[LINK] "Controlled by Guns"
May. 8th, 2013 07:59 pmQuiet Babylon's Tim Maly writes about the consequences of the Liberator, the first gun made by 3-D printer. In the near future, it won't be necessary to go to a store to buy a gun. All that you'll have to do is download a file (a directory, at most) to your nearest 3-D printer. What will happen?
The hack that Defense Distributed have committed is a social one. Like many before, they have found and exploited the notoriously unpatched hole in the press’ defences—a vulnerability to sensational headlines. The science fiction promise of 3D printers (remember, Makerbot had the temerity to call their latest line of machines Replicators, after Captain Pickard’s miraculous tea provider) blurs with the Matter Battle reality. So the press will spend a few days collectively wringing their hands and debunking the wringing of hands around crude plastic guns when all around us very good guns can be bought or made using older more proven tools.
As materials scientist Deb Chachra once said, if they ever make a thing capable of making a truly great 3D printed gun, the least interesting thing about it will be that it can print guns. The truly interesting thing will be all the other machines and devices that can come out of it.
In the interim, Defense Distributed’s hack is interesting as a provocation. They’ve taken the world’s categories and grabbed and twisted the kaleidoscope. Suddenly, Maker movement adherents finds themselves uncomfortably on the side of gun owners, which is a place I suspect few of them wanted to be or realized they were in the first place.
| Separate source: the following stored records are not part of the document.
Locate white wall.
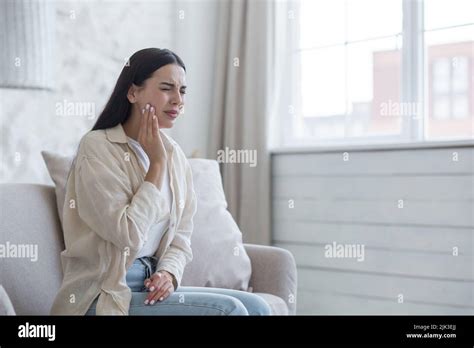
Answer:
[0,0,216,184]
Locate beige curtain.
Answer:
[208,0,296,245]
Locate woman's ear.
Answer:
[127,83,139,104]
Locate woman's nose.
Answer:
[172,91,183,104]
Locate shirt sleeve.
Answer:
[157,160,197,289]
[75,156,166,250]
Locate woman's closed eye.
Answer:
[161,88,186,94]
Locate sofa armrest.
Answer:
[244,244,297,314]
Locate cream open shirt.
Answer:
[51,124,196,315]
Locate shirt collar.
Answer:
[105,123,174,152]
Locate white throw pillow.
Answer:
[41,151,75,226]
[181,159,252,291]
[0,285,15,315]
[41,151,252,291]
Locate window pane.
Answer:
[300,0,346,48]
[346,0,403,41]
[301,46,345,117]
[425,25,474,140]
[346,37,404,136]
[424,0,474,30]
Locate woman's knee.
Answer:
[244,294,272,315]
[223,296,249,315]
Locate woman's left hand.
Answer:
[145,271,174,305]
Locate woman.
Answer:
[51,48,270,315]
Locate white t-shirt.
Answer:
[128,137,173,258]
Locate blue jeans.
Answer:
[86,257,271,315]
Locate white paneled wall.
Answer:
[272,145,474,314]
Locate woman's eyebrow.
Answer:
[160,82,186,89]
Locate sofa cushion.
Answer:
[42,151,252,291]
[0,184,64,315]
[0,285,15,315]
[254,292,288,315]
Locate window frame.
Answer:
[276,0,474,149]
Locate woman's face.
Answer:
[135,64,186,128]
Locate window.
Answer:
[423,0,474,140]
[282,0,474,146]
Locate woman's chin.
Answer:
[159,121,174,129]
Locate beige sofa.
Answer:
[0,159,296,315]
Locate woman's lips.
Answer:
[165,111,178,120]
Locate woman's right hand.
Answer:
[137,104,167,166]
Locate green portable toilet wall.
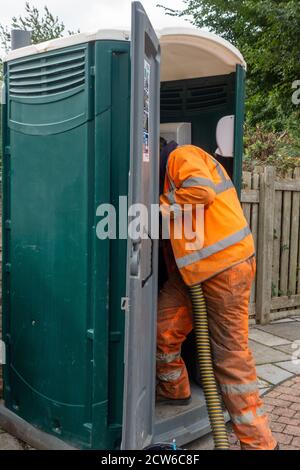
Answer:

Sales people and advocates for 3D printers promising that these new machines will let us make anything are learning that weapons are things. Now they find themselves standing shoulder to shoulder with gun enthusiasts arguing that a tool is just a tool and you can’t ban a thing just because of a few bad apples.
The resulting parallels and analogies are instructive. Consider that one of the arguments I used to show that the Liberator wasn’t that big a deal was the ubiquity of mass-produced weapons. This is the exact same argument used by those who seek to downplay the coming impact of 3D printing in general. “Who cares that you can make a cup when there are millions of cups coming from China?”
If you think that 3D printing is going to be a big deal—if you think that there is reason for any enthusiasm about rapid prototyping, desktop manufacturing and the galaxy of tools and devices that lower the barriers of entry to small scale production runs—when someone points out that the global supply chain does it better, you smile and say, “Wait and see”.
So does Defense Distributed. They announced they’d made a plastic receiver and we said it wasn’t a big deal, since it broke after 6 shots. Then they made a reinforced version that lasted for 660. The current fully plastic gun isn’t a great weapon but it’s the first. Any objections to it being a big deal because of how crude or clumsy it is, is kind of like looking at the Wright Brothers’ Flyer and saying it doesn matter because no one is going to want to fly 120 feet. Wait and see.